From a design perspective, though, it's clear that Sony's designers haven't just sat down with an iMac, a ruler and a CAD program, having been told "make us one of those". In real terms, the VAIO LT VCG-LT28G has more in common with Sony's own Bravia TV lines; the panel itself is surrounded by its speakers, which themselves "float" in a glass frame. The keyboard is wireless, not quite as flat as Apple's offering, but with a flip-over cover that both hides the keys (when being used as a media centre) and works as an impromptu mouse pad. The wireless mouse shares another factor with the iMac; it's a rather plain model that technically works but ultimately fails to excite.

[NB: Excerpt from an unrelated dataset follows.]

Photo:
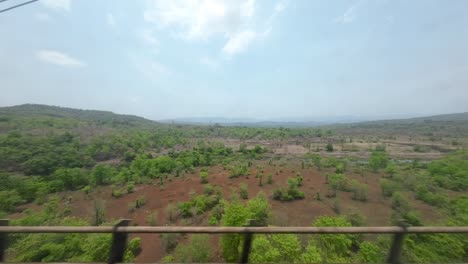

If you were to tear into the VCG-LT28G with a Stanley knife, you'd ruin all that fine design, and kiss your warranty goodbye. You might also slice off some fingers — we really don't recommend it. Regardless, once you'd thrown away all the metal and plastic and cleaned up all the blood, you'd eventually find yourself face to face with an Intel Core 2 Duo Processor T8100 (2.10GHz), 2GB of RAM, a 500GB 7200rpm SATA drive and a 256MB Nvidia GeForce 8400M GT graphics card. Networking comes in the form of a Gigabit Ethernet port and 802.11n Wi-Fi. The optical drive in the VCG-LT28G is a Blu-ray writer with the following speeds: BD-R: x2 (single layer), x1 (dual-layer) / BD-RE: x2 (single layer), x1 (dual-layer) / DVD+R: x8 (single layer), x2.4 (double layer) / DVD-R: x8 (single layer), x2 (dual-layer) / DVD+RW: x4 / DVD-RW: x4 / DVD-RAM: x5 / CD-R: x8 / CD-RW: x8.

The floating display on the VCG-LT28G, despite its impressive size (643x418x178mm), is a 22-inch WSXGA+ (1680x1050) panel with an embedded 1280x1024 pixel webcam. As the VCG-LT28G runs Vista Home Premium, it's Media Center capable, and Sony includes Dual HD tuners on-board to take advantage of that.